Looming in the background of Hvistendahl's narrative is the fact that the U.S. government is fighting for what many might consider to be less than sympathetic corporations—Monsanto and Pioneer. The author attempts to paint Robert Mo and his pursuit of the American Dream in a compassionate light, but this is where the book falls flat. Even when she interviews Mo in prison near the end of the book (he served three years beginning in 2017), it's difficult to empathize with him. While Hvistendahl seems to believe there is moral ambiguity in the choices he made, the reader may not feel the same.
She also spends an inordinate amount of time diminishing the danger of Chinese espionage and technological theft. Her book is written in a disarming manner that comes off as well-researched and authoritative. However, the way she writes about Chinese, state-sanctioned economic espionage reads like it was reviewed by censors at the China Daily.
China has a well-documented disregard for intellectual property. To do business there, Western firms must first turn over their proprietary technologies to the communist government. Frequently this proprietary technology ends up being re-engineered by competing Chinese corporations with more access to the Chinese market. At one point, the author even broaches a straw-person argument about how the West has stolen technologies from China too—back in ancient times (e.g., gun powder). Segments like this diminish the credibility of the otherwise well-written book, but will likely keep her from being banned if she wishes to return to China.

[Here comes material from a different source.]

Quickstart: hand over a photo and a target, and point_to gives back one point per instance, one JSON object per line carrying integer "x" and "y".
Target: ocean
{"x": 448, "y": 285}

Though it's difficult to side with Monsanto and Pioneer, whose business practices are the subject of various disturbing reports, Hvistendahl's relentless critique of how the American government spent resources attempting to prevent China from stealing corporate technologies is also clumsy. The FBI is a federal police agency. If people are trying to steal technology and it may cost the U.S. economy billions of dollars (and many jobs), one would hope they would try to catch the criminals. Based on this case and several others, the author essentially accuses the FBI of racial profiling. It's worth noting that the week before her book was published, the FBI arrested the head of the Chemistry and Chemical Biology Department at Harvard University, Charles Lieber, for selling his research to China and lying about it to the Department of Defense. Charles Lieber is Caucasian.
In the end, it wasn't racism or racial profiling that got Robert Mo arrested. He was a Chinese national living in the United States who got caught doing something he knew was illegal and risky. Like it or not, Western society depends on capitalism, property ownership and the health of large corporations. The author's banal defense of China in this book rings hollow and unconvincing, which is a shame, because overall, The Scientist and the Spy is an extremely well-written, engaging story.